Dans les pays européens, l’industrialisation massive et brutale, le carnage des guerres mondiales, les dictatures fascistes ou le socialisme d’État ont opéré depuis des décennies ce nettoyage en profondeur. Nous n’y avons gardé que le lointain souvenir d’une vie certes plus rude et moins confortable, mais où l’aliénation au travail, l’atomisation et la compétition entre individus, la peur généralisée (de l’autre, du lendemain, de la perte d’emploi, du refus d’une « promotion », du harcèlement et du chantage au manque de « productivité »), la boulimie de consommation d’objets totalement inutiles, n’avaient pas encore étouffé le sens et l’espoir d’une vie plus désirable et plus solidaire, plus libre et riche, en définitive. Au Mexique, et ailleurs en Amérique latine, la partie n’est peut-être pas définitivement jouée. Une fraction encore significative de la population y persiste à croire, à dire et à faire que l’existence soit autre chose.
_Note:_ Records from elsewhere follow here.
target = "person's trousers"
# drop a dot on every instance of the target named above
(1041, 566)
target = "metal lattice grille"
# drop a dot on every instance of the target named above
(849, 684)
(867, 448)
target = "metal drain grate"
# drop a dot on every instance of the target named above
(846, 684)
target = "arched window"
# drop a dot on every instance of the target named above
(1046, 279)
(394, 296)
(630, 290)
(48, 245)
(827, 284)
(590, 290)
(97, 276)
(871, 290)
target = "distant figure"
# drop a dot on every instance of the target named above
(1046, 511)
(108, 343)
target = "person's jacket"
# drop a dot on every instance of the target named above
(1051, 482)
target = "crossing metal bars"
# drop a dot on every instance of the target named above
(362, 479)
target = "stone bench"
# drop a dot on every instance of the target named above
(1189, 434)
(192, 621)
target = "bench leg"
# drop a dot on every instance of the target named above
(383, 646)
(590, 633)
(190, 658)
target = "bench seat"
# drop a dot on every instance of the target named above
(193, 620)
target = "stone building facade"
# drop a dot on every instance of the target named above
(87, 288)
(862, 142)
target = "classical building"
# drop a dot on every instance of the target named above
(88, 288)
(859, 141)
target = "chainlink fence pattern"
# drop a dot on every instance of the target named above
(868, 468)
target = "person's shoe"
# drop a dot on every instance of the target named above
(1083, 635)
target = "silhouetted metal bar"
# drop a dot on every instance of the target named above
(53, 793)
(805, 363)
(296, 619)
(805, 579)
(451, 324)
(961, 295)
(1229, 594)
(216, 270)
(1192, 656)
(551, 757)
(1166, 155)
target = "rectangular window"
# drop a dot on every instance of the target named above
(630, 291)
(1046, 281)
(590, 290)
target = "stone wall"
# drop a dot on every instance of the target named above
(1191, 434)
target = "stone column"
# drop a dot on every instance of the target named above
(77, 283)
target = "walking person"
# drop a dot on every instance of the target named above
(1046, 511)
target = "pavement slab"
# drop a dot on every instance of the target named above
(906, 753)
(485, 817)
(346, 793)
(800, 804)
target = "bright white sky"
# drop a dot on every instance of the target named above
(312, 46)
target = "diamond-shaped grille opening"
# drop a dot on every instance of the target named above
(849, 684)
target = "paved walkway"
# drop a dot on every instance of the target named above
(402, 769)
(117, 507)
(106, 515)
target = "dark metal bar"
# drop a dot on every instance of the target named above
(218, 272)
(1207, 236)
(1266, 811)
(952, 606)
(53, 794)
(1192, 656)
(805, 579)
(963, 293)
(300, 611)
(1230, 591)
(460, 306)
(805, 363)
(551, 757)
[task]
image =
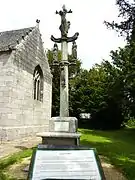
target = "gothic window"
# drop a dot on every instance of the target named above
(38, 83)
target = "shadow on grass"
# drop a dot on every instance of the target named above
(117, 146)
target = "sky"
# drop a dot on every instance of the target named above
(95, 41)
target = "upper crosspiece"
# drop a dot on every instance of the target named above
(65, 25)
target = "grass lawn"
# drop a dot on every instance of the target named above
(117, 146)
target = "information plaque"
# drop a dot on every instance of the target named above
(61, 126)
(73, 163)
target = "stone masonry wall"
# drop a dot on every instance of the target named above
(22, 115)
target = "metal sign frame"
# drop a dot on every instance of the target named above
(55, 148)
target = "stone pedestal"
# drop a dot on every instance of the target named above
(62, 131)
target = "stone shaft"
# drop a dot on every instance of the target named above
(64, 107)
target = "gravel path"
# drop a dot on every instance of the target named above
(8, 148)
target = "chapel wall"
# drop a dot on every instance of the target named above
(27, 116)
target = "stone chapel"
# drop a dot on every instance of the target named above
(25, 84)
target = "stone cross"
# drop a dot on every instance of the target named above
(64, 40)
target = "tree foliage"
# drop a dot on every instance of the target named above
(127, 25)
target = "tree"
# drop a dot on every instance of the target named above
(127, 25)
(97, 92)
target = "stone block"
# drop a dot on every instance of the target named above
(63, 124)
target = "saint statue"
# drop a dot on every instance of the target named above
(55, 52)
(65, 25)
(74, 50)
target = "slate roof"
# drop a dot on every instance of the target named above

Les narcotueurs, bon marché (car « autofinancés », en quelque sorte) et opportunément incontrôlables, sont de précieux auxiliaires pour les forces armées (avec lesquelles, répétons-le, ils entretiennent d’inextricables complicités) pour lui faire entendre raison.

Pourtant, cette résistance, si elle n’est pas écrasée, inspirera peut-être un jour celles qui pourraient resurgir dans nos régions occidentales...

En attendant, les habitants d’Ostula, Coire et Pómaro ne baissent pas les bras. Ils ont déployé leur garde municipale (formée de jeunes désignés et révocables devant l’assemblée de chaque village, non rémunérés) et bloquent la route côtière, sur laquelle transitent de nombreux camions. Ils exigent une prise de position claire du gouverneur Leonel Godoy, et le retour, sains et saufs, de Javier Robles et Gerardo Vera.

Le 26 février 2010,
Jean-Pierre Petit-Gras

Dessin humoristique du Mexicain Fisgon
« Ça s’est beaucoup amélioré depuis notre arrivée.
Avant, les gens étaient terrorisés par le narco,
maintenant, ils sont terrorisés par nous. »

Notes

[1La multiplication des projets touristiques concourt grandement aux politiques de division, et finalement d’expulsion des populations rurales. Ils dissimulent également de gigantesques opérations de blanchiment d’argent.